House Financial Services Committee Chairwoman Maxine Waters

“Regulators should see this as a wake-up call to get serious about the privacy and national security concerns, cybersecurity risks, and trading risks that are posed by cryptocurrencies,” said House Financial Services Committee Chairman Maxine Waters.

Bloomberg News

Rep. Patrick McHenry, the top GOP member of the panel, didn’t go quite that far, but endorsed the call for hearings.

“While there is great promise for this new technology in fostering financial inclusion and faster payments, particularly in the developing world, we know there are many open questions as to the scope and scale of the project,” McHenry wrote in a letter to Waters asking for hearings. “It is incumbent upon us as policymakers to understand Project Libra.”

Waters suggested Facebook’s data privacy scandals make it a poor choice to launch a worldwide financial network.

“Facebook has data on billions of people and has repeatedly shown a disregard for the protection and careful use of this data,” she said. “It has also exposed Americans to malicious and fake accounts from bad actors, including Russian intelligence and transnational traffickers. Facebook has also been fined large sums and remains under a Federal Trade Commission consent order for deceiving consumers and failing to keep consumer data private, and has also been sued by the government for violating fair housing laws on its advertising platform.”
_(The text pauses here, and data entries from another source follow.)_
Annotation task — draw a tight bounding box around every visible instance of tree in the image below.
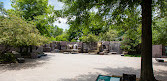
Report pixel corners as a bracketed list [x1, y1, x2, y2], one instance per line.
[60, 0, 165, 81]
[52, 25, 63, 37]
[0, 15, 48, 54]
[153, 17, 167, 45]
[8, 0, 55, 37]
[11, 0, 52, 20]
The announcement is likely to further calls for regulatory oversight of the crypto market, with Waters calling it a “wake-up call” for federal agencies.

“The cryptocurrency market currently lacks a clear regulatory framework to provide strong protections for investors, consumers, and the economy,” she said. “Regulators should see this as a wake-up call to get serious about the privacy and national security concerns, cybersecurity risks, and trading risks that are posed by cryptocurrencies.”